Eric Frein, left, is escorted out by police after his arraignment Oct. 31, 2014, at the Pike County Courthouse in Milford, Pennsylvania. (AP Photo/Rich Schultz)

The Pennsylvania Supreme Court has ruled that Eric Frein's conviction and death sentence for shooting and killing a State Trooper and injuring another was proper, despite the admission of some questionable victim impact evidence at trial.

Frein ambushed the Blooming Grove state police barracks in September 2014, fatally shooting Cpl. Bryon K. Dickson II and severely injuring Trooper Alex Douglass. The shooting grabbed national attention as Frein led law enforcement officials on a nearly 50-day manhunt. The 35-year-old was sentenced to death after a jury convicted him of first-degree murder; first-degree criminal homicide of a law enforcement officer; criminal attempt to commit first-degree murder and criminal homicide of a law enforcement officer; assault of a law enforcement officer in the first degree; terrorism; weapons of mass destruction; discharge of a firearm into an occupied structure; and possessing instruments of crime.

The high court unanimously upheld Frein's convictions and ruled 6-1 to affirm his death sentence.

The justices disagreed on whether the admission of certain victim impact evidence—including the testimony of Dickson's widow about the couple's fertility struggles, testimony from Dickson's colleagues about his skill and bravery as a trooper, and dozens of photographs showing Dickson with his family—prejudiced Frein and entitled him to a new penalty phase.

The majority, led by Justice Debra Todd, said the victim impact evidence “was extensive, arguably unnecessarily so,” and at times did not even qualify as victim impact evidence at all.

“Nevertheless, we are constrained to agree with the commonwealth that, because the jury found several aggravating circumstances, but no mitigating factors, appellant has failed to establish that he was prejudiced by the admission of the above-described testimony,” Todd said in the majority opinion, joined by Chief Justice Thomas Saylor and Justices Max Baer, Kevin Dougherty and Sallie Updyke Mundy.

The majority found that the trial court's jury instruction on how to weigh victim impact evidence was proper.

“A jury is presumed to follow the trial court's instructions on the law,” Todd said. “Herein, the trial judge instructed the jury that it could not consider the victim impact testimony unless it found at least one aggravating circumstance and at least one mitigating circumstance.
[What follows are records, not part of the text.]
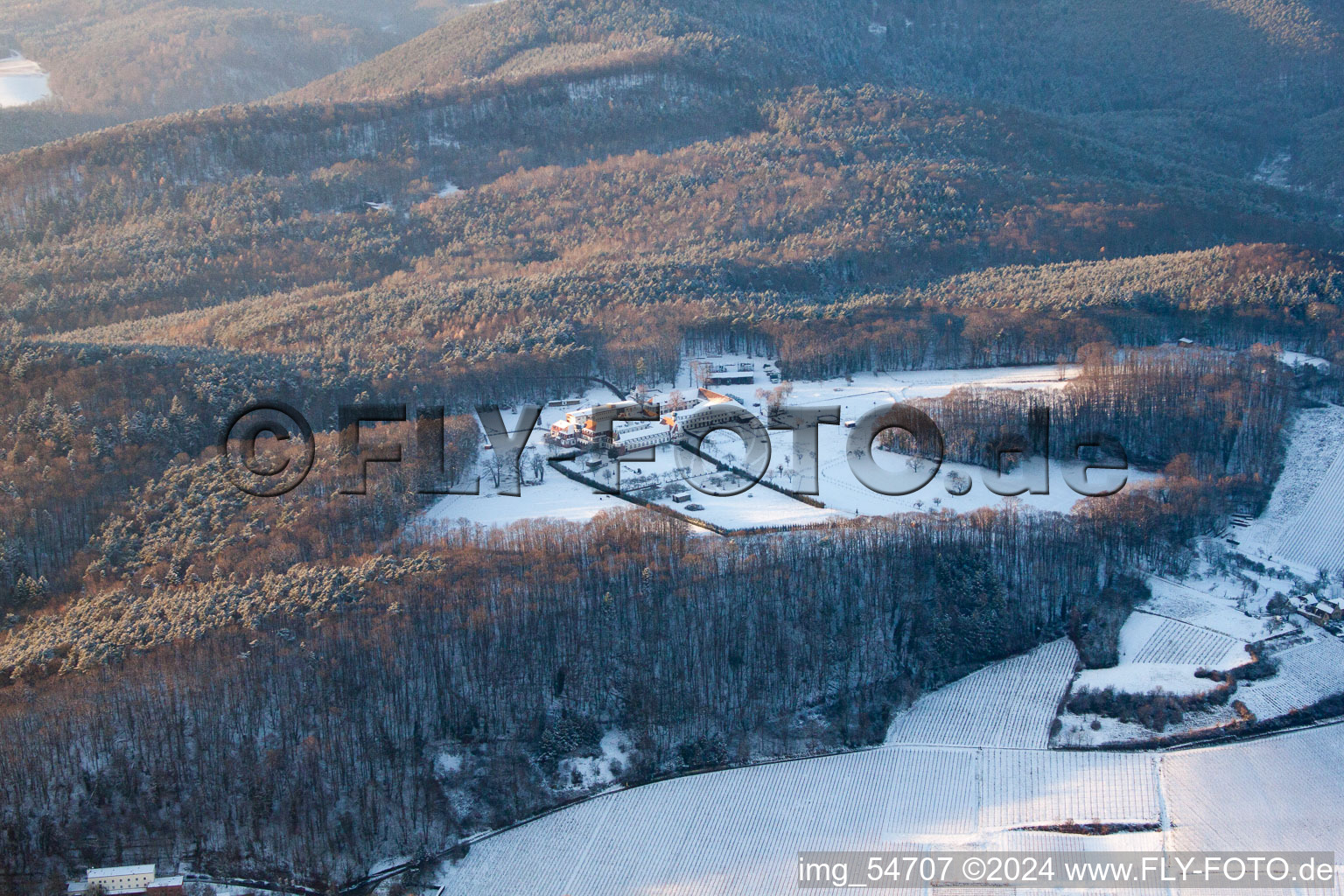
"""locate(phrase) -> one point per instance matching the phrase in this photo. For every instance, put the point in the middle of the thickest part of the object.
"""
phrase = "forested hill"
(117, 60)
(544, 190)
(1223, 83)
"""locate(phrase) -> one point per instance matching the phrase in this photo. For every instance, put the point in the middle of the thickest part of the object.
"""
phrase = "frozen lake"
(22, 82)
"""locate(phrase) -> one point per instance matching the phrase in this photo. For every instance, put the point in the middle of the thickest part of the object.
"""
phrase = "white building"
(715, 410)
(641, 436)
(127, 880)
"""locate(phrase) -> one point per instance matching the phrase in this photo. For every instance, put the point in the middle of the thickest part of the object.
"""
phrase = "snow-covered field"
(1277, 793)
(22, 82)
(1005, 704)
(842, 494)
(1306, 673)
(1303, 524)
(738, 832)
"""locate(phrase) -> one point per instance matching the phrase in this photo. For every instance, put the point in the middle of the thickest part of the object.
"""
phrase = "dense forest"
(501, 200)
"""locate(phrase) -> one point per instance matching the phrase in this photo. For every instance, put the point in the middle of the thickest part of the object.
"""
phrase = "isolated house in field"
(660, 402)
(127, 880)
(1323, 612)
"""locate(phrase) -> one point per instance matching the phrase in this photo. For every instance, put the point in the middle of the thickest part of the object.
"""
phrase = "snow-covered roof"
(124, 871)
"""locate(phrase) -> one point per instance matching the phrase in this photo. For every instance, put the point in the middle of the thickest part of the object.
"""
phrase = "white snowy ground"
(843, 494)
(22, 82)
(1304, 522)
(737, 833)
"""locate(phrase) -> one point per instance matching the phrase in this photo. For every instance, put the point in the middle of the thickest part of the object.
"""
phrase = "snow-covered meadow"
(840, 492)
(22, 82)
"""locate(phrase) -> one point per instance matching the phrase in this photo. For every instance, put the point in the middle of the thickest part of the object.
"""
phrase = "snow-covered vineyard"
(738, 832)
(998, 760)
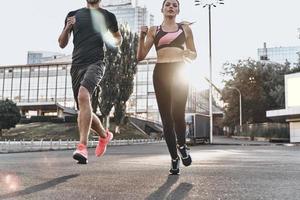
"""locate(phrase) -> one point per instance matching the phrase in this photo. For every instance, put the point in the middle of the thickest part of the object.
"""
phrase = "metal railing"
(41, 145)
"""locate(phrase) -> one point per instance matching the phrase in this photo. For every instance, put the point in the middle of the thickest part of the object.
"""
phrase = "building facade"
(129, 12)
(36, 57)
(44, 89)
(279, 54)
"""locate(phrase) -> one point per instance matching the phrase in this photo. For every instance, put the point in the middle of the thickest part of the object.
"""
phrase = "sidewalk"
(36, 146)
(223, 140)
The jury did not find any mitigating circumstances, and, therefore, it must be presumed that the jury did not consider the commonwealth's victim impact testimony in rendering its verdict. As such, we hold that appellant has failed to establish a basis for relief.”

Justice Christine Donohue wrote a separate concurring opinion joining in the result and noting her belief that Frein was not entitled to a new penalty phase because he failed to object that the evidence admitted did not meet the statutory definition of victim impact evidence.

“If the available evidentiary objections had been asserted and the trial court had granted some or most of them, we would have a very different, and considerably smaller, record before us now—which may or may not have supported Frein's due process claim,” Donohue said. “Alternatively, if the trial court had denied the statutory objections, Frein could have challenged these evidentiary rulings on appeal to this court as grounds for a new penalty phase trial, while simultaneously presenting his due process constitutional arguments.”

But Justice David Wecht filed a concurring and dissenting opinion, arguing that Frein's failure to lodge a statutory objection at trial was irrelevant and that the defendant was entitled to a new penalty phase because “the victim impact evidence was of such a quantity and character that, even considering the trial court's instruction to the jury, the resultant prejudice rendered the proceeding fundamentally unfair.”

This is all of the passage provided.